Machu Picchu

The famed "lost" city of Machu Picchu was always planned as a highlight of our trip to Peru and that was the way it turned out - in more ways than one. Our day started with a trip on the exclusive Hiram Bingham "Orient Express" train, which leaves from just outside Cusco.

Boarding the train at Poroy, just outside Cusco

The Club Car of the Hiram Bingham train

The Observation car at the rear of the train filled up with rowdy South American tourists

 who sung, danced and drank their way through the countryside.

The train descended (strangely enough) through increasingly dramatic scenery. Although Machu Picchu is high in the Andes, Cusco is even higher, so we were actually going downhill, following a river.

The train stops at the ramshackle town of Puenta Ruinas and a bus takes you up a winding road to the entrance to Machu Picchu itself.

The ruins are fascinating but the setting makes the whole place just spectacular with breathtaking mountains all around and precipitous cliffs on all sides.

Farming terraces just outside the main city and retaining walls supporting the Sun Gate temple above

The accuracy with which the rocks are placed together is still an engineering miracle and not fully understood to this day.

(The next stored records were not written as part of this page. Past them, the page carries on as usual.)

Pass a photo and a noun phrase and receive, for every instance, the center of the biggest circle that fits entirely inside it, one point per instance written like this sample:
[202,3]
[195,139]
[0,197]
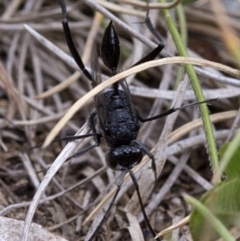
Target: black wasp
[118,120]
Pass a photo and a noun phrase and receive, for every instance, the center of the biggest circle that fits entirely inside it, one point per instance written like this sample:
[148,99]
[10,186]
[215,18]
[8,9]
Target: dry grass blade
[39,65]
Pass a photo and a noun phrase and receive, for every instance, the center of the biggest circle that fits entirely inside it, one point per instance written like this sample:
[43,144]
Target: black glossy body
[119,126]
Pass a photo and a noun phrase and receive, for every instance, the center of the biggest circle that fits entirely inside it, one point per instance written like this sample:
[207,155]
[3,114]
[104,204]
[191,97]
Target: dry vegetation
[28,69]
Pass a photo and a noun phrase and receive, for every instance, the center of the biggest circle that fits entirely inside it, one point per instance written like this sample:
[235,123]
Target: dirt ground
[33,100]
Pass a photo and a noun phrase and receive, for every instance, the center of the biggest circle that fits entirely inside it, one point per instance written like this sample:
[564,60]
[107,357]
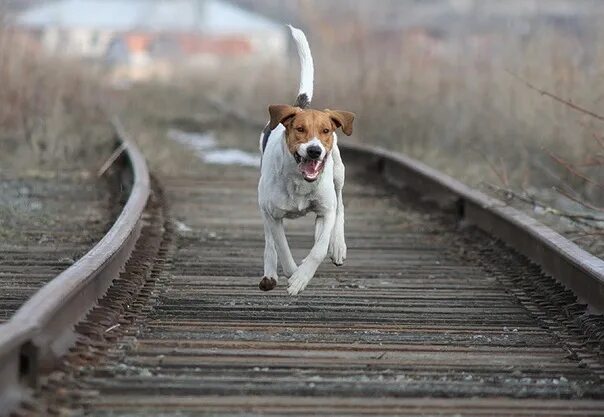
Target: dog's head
[309,134]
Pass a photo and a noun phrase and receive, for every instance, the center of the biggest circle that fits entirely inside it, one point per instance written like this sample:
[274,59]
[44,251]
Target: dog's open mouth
[310,168]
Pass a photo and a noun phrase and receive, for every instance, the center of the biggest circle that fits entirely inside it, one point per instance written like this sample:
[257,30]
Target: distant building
[146,38]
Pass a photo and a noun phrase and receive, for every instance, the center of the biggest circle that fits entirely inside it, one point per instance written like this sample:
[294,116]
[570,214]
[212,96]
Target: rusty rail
[577,269]
[43,328]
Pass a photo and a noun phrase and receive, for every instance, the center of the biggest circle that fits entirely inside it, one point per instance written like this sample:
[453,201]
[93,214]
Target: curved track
[426,317]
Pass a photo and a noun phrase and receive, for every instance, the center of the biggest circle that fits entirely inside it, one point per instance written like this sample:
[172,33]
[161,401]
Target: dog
[302,172]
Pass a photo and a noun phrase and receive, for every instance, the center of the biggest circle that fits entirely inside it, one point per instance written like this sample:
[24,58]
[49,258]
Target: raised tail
[307,70]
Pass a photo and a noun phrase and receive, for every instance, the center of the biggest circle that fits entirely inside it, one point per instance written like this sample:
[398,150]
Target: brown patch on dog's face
[304,125]
[307,125]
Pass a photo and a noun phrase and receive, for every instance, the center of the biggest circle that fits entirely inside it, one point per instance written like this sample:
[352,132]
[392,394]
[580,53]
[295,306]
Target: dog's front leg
[337,244]
[269,281]
[275,227]
[300,279]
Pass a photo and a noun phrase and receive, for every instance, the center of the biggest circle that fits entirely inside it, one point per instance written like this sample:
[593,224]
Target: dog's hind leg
[337,243]
[269,281]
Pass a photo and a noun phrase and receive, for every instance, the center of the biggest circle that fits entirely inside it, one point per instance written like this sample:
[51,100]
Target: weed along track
[430,315]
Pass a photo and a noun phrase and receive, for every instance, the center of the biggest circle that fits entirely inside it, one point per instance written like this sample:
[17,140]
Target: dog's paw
[267,284]
[297,283]
[337,252]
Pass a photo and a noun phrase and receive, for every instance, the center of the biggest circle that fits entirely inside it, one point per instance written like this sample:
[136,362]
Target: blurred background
[505,95]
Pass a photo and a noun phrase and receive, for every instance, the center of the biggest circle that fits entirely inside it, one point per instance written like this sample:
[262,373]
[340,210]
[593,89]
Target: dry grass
[50,108]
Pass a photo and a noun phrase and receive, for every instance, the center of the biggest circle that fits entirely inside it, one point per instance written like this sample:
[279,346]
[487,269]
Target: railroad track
[431,315]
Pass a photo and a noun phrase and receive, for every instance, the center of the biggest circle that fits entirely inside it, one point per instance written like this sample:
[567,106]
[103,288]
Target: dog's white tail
[307,69]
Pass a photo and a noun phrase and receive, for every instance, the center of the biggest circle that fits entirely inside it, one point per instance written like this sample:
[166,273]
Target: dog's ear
[280,113]
[342,119]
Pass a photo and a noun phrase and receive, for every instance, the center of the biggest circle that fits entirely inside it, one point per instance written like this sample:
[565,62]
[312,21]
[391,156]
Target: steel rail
[574,267]
[43,328]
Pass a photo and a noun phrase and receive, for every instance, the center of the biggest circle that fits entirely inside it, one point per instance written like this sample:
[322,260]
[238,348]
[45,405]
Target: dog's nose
[314,152]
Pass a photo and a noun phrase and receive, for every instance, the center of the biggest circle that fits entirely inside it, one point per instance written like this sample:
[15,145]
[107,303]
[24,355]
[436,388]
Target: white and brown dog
[302,172]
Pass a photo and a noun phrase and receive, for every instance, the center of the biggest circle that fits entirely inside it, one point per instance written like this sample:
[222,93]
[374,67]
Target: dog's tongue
[311,168]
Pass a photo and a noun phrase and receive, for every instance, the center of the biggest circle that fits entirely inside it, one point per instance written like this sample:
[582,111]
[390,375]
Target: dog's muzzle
[309,168]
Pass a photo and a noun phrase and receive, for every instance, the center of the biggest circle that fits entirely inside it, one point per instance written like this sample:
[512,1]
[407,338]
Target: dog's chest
[299,207]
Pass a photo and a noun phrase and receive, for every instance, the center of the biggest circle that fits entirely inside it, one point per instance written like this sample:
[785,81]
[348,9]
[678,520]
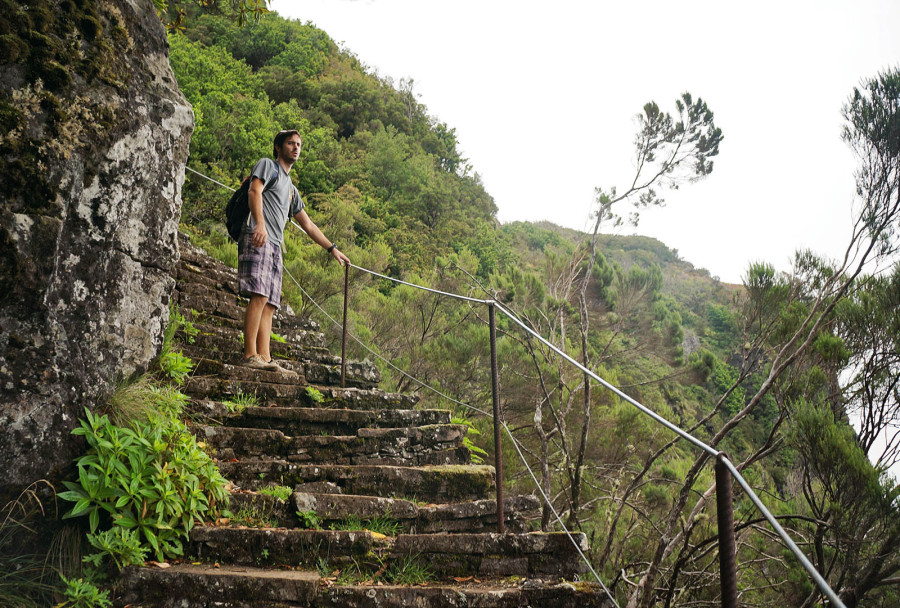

As the afternoon passed, the sun began to fall and the shadows grew longer.

Rain in the distance created a rainbow in the mountains

Seven (of eight) our small group from the Xpedition cruise ship

After a wonderful and rewarding afternoon touring Machu Picchu, followed by afternoon tea, we returned to the railway station at the bottom of the hill to take the Hiram Bingham train back to Cusco.

Well, not exactly !

It turned out that somehow Celebrity Cruises had failed to make reservations on the return train. A large group which had stayed overnight at Machu Picchu had taken all the available seats and we were left out in the cold. After much huffing and puffing and calls to the Lima office, we accepted that we weren't going to get on the train and our hapless tour guide purchased seats for us on the regular train which left shortly thereafter. This train didn't even go all the way to Cusco but only as far as Ollantaytambo, where we had been the day before. From there, we had to take an uncomfortable 90 minute bus ride back to the hotel, where at 10:30pm we did finally get dinner. 

However, there WAS some entertainment on the train ! 

The next morning, very early, we flew back to Lima for our last night in Peru.